Normally, when a company is the target of customers’ fury, it rolls out an explanation of how and why the awful things it does are simply capitalism’s natural course ― so normal, in other words, that to do things any other way would be wrong.

Yet amid United’s responsibility-skirting euphemisms (“I apologize for having to re-accommodate these customers,” is a newly minted addition to the PR-speak hall of infamy), the airline never turned to that last refuge of corporate scoundrels ― the free market ― to excuse its own police-assisted brutality.

This omission is all the more odd because there seems to be an easy free market solution within grasp: Just pay people enough money to get off the plane and take the next flight. Indeed, this is what airlines do all the time to get themselves out of a bind when the self-imposed (and profitable) practice of overbooking backfires.

While United did offer to pay, it reportedly stopped at $1000 before calling the cops. All the airline had to do, says the ghost of Milton Friedman, is offer a market clearing price!

But that assumes the airline industry broadly represents free-market principles. It doesn’t. It’s hurtling toward monopoly with regulatory blessing, foisting higher prices, fewer flights and crappier service on choice-bereft customers.

In a competitive market, the falling fuel prices of the last few years should have led to cheaper tickets. But that hasn’t happened. Instead, as the number of big airlines has been cut in from nine to four, customers haven’t seen any benefit from cheap oil, and ticket prices have risen.

Airlines historically haven’t made much, if any, profit. Since 2000, every major airline except Southwest has declared bankruptcy. US Airways, which is merging with American, has done so twice. As the Financial Times’ Matt Klein notes, the last few years of profitability are not normal for an industry that has collectively lost billions of dollars over the last 50 years. Airlines’ current profits are a historical aberration that stems from using a lack of competition to exploit low oil prices. Rank-and-file employees are getting squeezed, too: Monopoly power hurts workers along with customers. Everyone involved is miserable and bound together by the threat of violence.

Rather than functioning as a tool to advance United Airlines’ “sadistic commitment to cost control,” as Klein notes, the government should actually enforce antitrust laws.
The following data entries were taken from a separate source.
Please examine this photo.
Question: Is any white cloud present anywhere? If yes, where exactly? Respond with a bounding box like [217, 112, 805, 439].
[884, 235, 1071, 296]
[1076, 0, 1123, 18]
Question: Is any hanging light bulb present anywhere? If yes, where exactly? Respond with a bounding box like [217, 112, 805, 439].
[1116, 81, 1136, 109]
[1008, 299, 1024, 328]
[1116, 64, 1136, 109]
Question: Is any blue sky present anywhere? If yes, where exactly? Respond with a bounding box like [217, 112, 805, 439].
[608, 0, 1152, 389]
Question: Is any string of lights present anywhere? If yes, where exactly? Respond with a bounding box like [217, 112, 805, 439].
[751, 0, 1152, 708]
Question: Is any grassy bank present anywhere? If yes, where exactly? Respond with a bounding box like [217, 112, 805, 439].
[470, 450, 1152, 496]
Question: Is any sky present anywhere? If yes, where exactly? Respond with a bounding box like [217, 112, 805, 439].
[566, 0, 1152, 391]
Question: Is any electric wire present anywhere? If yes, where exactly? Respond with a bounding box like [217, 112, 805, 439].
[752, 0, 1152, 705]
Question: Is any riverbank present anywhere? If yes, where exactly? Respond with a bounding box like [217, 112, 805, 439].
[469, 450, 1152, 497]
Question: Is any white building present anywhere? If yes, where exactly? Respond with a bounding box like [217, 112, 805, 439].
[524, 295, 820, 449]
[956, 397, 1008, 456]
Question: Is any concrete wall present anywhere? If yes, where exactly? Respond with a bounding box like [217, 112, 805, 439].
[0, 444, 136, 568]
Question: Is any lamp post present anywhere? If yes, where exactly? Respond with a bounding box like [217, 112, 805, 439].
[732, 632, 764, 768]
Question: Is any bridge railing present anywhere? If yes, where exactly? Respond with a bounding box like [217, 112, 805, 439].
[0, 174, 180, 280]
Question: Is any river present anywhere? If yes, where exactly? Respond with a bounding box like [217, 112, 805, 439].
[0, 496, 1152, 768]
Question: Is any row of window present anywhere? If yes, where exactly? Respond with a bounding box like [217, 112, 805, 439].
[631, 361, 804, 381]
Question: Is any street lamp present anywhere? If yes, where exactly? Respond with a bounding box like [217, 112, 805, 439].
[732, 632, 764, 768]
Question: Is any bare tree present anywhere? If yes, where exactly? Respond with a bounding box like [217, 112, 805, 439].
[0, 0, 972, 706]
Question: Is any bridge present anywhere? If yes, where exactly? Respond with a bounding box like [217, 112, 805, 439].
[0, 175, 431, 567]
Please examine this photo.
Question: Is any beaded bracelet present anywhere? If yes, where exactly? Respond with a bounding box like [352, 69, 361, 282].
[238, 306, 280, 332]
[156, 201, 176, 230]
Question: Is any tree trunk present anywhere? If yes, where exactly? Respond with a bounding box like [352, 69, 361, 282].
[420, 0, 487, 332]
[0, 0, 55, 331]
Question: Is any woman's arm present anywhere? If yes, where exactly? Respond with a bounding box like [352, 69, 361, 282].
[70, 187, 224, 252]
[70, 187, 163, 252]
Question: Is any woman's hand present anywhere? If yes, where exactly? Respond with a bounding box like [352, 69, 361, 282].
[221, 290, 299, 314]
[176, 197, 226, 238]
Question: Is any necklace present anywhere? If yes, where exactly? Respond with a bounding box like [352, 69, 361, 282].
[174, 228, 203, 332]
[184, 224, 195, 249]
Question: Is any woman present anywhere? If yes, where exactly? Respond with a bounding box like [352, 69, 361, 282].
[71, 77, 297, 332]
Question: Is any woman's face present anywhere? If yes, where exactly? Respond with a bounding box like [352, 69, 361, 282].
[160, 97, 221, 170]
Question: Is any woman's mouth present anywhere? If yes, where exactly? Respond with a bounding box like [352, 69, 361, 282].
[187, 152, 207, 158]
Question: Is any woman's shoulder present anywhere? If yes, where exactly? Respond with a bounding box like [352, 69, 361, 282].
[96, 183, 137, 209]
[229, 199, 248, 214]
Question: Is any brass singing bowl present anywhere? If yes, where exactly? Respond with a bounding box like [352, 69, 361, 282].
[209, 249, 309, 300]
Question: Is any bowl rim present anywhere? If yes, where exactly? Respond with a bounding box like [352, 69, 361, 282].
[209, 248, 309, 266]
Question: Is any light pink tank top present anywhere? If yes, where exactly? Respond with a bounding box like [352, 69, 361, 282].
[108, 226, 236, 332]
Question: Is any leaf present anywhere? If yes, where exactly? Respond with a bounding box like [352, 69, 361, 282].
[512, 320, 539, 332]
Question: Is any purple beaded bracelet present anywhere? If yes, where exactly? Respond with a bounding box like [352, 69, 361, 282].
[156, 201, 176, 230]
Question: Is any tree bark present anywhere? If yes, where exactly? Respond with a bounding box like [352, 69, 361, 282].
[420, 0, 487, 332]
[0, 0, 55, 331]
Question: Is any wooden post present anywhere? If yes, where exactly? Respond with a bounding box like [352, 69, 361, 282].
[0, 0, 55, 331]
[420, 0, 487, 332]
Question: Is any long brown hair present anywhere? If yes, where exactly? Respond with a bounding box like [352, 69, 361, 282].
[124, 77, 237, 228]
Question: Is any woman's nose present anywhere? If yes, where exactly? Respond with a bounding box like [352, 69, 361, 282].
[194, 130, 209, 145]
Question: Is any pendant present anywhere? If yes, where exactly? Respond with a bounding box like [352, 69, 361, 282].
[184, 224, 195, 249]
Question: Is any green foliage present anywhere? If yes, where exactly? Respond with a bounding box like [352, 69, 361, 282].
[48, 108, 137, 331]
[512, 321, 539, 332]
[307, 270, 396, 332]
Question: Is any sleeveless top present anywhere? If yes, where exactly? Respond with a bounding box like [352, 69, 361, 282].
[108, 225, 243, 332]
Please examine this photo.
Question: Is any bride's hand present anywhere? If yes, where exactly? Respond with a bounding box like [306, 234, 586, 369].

Instead, after rejecting American Airlines’ proposed merger with US Airways, it approved the deal just three months later, after intense lobbying and revolving-door hiring.

The first step toward making things better is one the airline industry has already taken: Dispense with the corporate theology of idolized, naturally free markets.

This article has been updated to include additional information about airline profitability since deregulation in the 1970s.